Paper No. 39
Presentation Time: 8:30 AM-12:30 PM
OPTIMIZATION OF X-RAY FLUORESCENCE SPECTROMETRY FOR ENVIRONMENTAL ANALYSIS OF ARSENIC AT LOW CONCENTRATIONS IN SEDIMENT AND SOIL MATERIALS
The metal arsenic (As) is a health threat to people living in regions where As-bearing minerals are present in rocks and soils. According to U.S. EPA, consumption of As at concentrations greater than 60 parts per million (ppm) can cause death. Lower doses can cause health problems ranging from cardiovascular ailments to skin diseases. As is widely distributed throughout Earth's crust in sulfide minerals. When eroded from rock, those minerals become concentrated in soils and stream sediments. People living in underdeveloped countries where agricultural and domestic activities are more likely to result in consumption of As-bearing soil and sediment are at particular risk for As poisoning. This research focuses on optimization of x-ray fluorescence spectrometry (XRF) methods for measurement of As at concentrations less than 20 ppm. Measurement of As by XRF at low concentrations is difficult because the most intense As XRF energy level (As Kα) is very close to two XRF energy levels of lead (Pb Kα, Pb Kβ), a metal commonly present with As in minerals. The proximity and intensities of the Pb energy levels to that of As Kα effectively absorb' the As XRF energy, making its measurement at low concentrations unreliable.
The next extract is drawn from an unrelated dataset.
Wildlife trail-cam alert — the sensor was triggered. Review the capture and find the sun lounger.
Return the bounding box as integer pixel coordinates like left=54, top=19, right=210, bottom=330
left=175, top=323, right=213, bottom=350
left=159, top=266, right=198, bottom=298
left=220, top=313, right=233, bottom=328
A secondary As Kβ energy level with no Pb interference can instead be measured, but with decreased analytical sensitivity. For environmental applications, it is important that the analytical sensitivity be high. This research shows that sensitivity of As analysis is optimized by independent measurement of both Pb energy levels and the primary As Kα energy level, followed by mathematical corrections for the Pb intensity absorption effects. This model was calibrated and tested using 10 USGS and NIST standards containing between 0.12 and 18.9 ppm As. Results of this research are applicable to a wide range of environmental studies focusing on the origin, concentration, and distribution of As in soils and sediment.